2. [appellant sub 2] en het college betogen dat de rechtbank ten onrechte het niet indienen van een zienswijze door [partij] verschoonbaar heeft geacht. Zij voeren aan dat de tekening waarop het raam staat ingetekend bij de stukken van het ontwerpbesluit ter inzage heeft gelegen. Het is aan [partij] te wijten dat hij deze stukken niet heeft ingezien. Hij had de ontwikkelingen in de procedure in de gaten moeten houden. Bovendien heeft [partij] zelf erkend dat hij geen zienswijze heeft ingediend, omdat hij de publicatie van de terinzagelegging van het ontwerpbesluit had gemist vanwege verblijf in het buitenland.

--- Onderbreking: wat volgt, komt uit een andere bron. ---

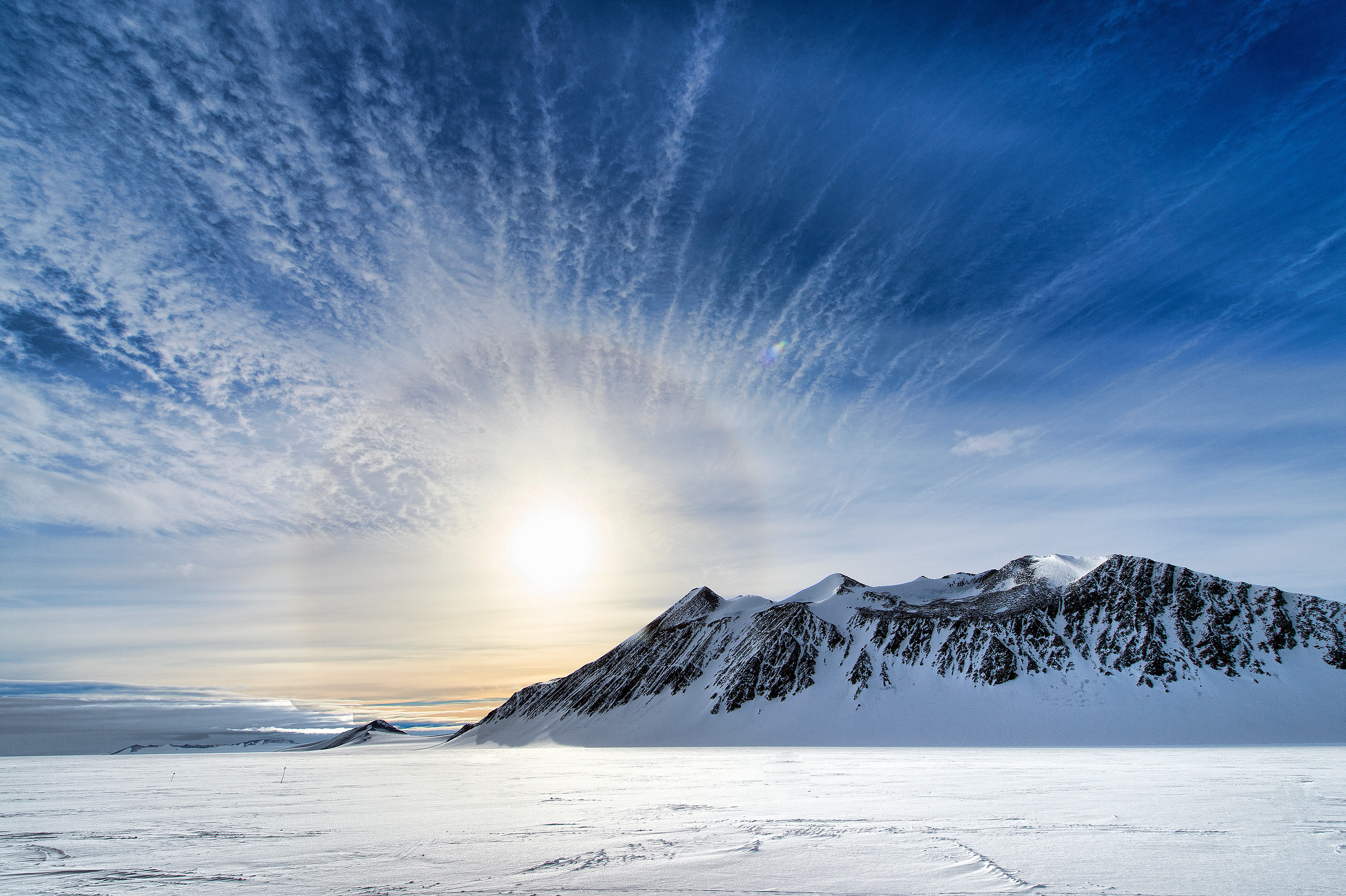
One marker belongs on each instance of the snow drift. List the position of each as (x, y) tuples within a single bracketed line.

3. Artikel 6:13, eerste lid, van de Algemene wet bestuursrecht (hierna: Awb) luidt:

"Geen beroep kan bij de bestuursrechter worden ingesteld door een belanghebbende aan wie redelijkerwijs kan worden verweten dat hij geen zienswijzen als bedoeld in artikel 3:15 naar voren heeft gebracht, geen bezwaar heeft gemaakt of geen administratief beroep heeft ingesteld."

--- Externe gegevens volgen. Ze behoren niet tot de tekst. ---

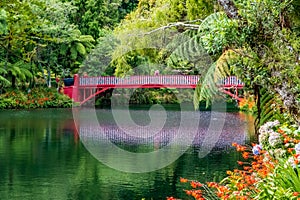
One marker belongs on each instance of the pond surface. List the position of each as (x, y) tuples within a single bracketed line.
[(44, 156)]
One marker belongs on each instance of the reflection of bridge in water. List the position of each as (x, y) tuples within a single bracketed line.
[(142, 136)]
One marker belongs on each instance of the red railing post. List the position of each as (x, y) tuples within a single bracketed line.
[(75, 95)]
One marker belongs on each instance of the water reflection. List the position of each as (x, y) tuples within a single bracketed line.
[(41, 157)]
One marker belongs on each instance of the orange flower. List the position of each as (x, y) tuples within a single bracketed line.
[(240, 162), (195, 184), (246, 155)]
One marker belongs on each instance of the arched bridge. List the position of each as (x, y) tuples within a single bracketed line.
[(84, 87)]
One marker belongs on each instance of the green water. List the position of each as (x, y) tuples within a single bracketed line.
[(42, 157)]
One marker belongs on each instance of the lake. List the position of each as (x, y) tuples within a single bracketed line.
[(44, 154)]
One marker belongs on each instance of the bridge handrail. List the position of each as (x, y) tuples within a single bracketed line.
[(148, 80)]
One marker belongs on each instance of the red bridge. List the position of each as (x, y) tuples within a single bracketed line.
[(85, 88)]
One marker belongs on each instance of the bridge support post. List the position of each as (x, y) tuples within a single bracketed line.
[(76, 88)]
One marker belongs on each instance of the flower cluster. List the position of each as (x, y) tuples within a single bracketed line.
[(260, 168)]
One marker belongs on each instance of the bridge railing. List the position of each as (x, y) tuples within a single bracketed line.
[(164, 80), (139, 80)]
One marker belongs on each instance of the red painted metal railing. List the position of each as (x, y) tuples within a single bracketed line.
[(103, 83)]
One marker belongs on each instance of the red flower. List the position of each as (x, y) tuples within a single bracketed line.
[(183, 180)]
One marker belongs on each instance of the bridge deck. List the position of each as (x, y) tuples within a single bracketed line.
[(173, 81), (97, 85)]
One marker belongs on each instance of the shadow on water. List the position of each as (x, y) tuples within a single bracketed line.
[(42, 157)]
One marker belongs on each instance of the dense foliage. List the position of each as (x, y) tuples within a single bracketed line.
[(40, 38), (255, 40), (36, 98)]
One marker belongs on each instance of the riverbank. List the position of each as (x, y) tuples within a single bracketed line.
[(35, 98)]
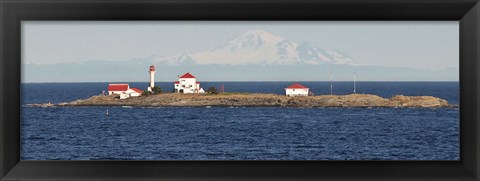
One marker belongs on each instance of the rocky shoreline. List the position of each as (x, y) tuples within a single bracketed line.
[(258, 100)]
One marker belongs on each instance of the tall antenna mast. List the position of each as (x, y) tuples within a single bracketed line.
[(331, 82), (354, 86)]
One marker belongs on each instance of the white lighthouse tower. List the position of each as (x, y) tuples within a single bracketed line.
[(152, 78)]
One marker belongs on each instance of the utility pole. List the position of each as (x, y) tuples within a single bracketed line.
[(354, 86)]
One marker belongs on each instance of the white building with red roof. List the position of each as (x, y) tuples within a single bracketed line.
[(187, 83), (123, 90), (296, 90), (117, 88)]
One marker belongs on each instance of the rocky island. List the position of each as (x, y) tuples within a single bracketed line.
[(259, 100)]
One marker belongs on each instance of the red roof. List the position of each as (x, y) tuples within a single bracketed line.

4. Op de voorbereiding van het besluit is de uniforme openbare voorbereidingsprocedure van afdeling 3.4 van de Awb van toepassing. Niet in geschil is dat het ontwerpbesluit op de voorgeschreven wijze is gepubliceerd. Het ontwerpbesluit is op 15 juni 2016 ter inzage gelegd. In het ontwerpbesluit staat dat de tekeningen BT-03, NT-02, WT-06, VG-30.1, BS-04a en BS-04b bij dit besluit behoren. Op de tekening met het kenmerk BS-04a van de bestaande toestand staat op de gevel die naar het perceel van [partij] is gericht door middel van een arcering aangegeven dat daar een gevelopening is beoogd. Op de tekening met het kenmerk BS-04b van de nieuwe toestand staat op die gevel een raam ingetekend. Niet in geschil is dat deze tekeningen ter inzage hebben gelegen bij het ontwerpbesluit. [partij] had dus kunnen nagaan of het ontwerpbesluit ook betrekking had op het door hem ongewenste raam en of daarin voor hem aanleiding bestond om zienswijzen in te dienen. Anders dan de rechtbank, is de Afdeling van oordeel dat de omstandigheid dat [partij] op 23 mei 2016 van de gemeente tekeningen heeft ontvangen waaruit niet kon worden afgeleid dat een raam was voorzien geen reden is om hem niet te verwijten dat hij geen zienswijzen heeft ingediend. [partij] had er rekening mee moeten houden dat daarna nog gewijzigde tekeningen bij het college konden worden ingediend. Hierbij betrekt de Afdeling dat bij de uitgebreide voorbereidingsprocedure geen kennisgeving hoeft te worden gedaan van de aanvraag. Omdat [partij] heeft nagelaten de publicatie en ter inzagelegging van het ontwerpbesluit met bijbehorende stukken in de gaten te houden, dient zijn veronderstelling dat het raam geen onderdeel uitmaakte van de aanvraag voor rekening van hem te blijven en is het niet indienen van zienswijzen niet verschoonbaar. De rechtbank heeft dit niet onderkend.

Het betoog slaagt.

Conclusie

5. De hoger beroepen zijn gegrond. De aangevallen uitspraak dient te worden vernietigd. Doende hetgeen de rechtbank zou behoren te doen, zal de Afdeling het beroep van [partij] tegen het besluit van 3 augustus 2016 van het college alsnog niet-ontvankelijk verklaren. Dit betekent dat de bij dat besluit verleende omgevingsvergunning in stand blijft.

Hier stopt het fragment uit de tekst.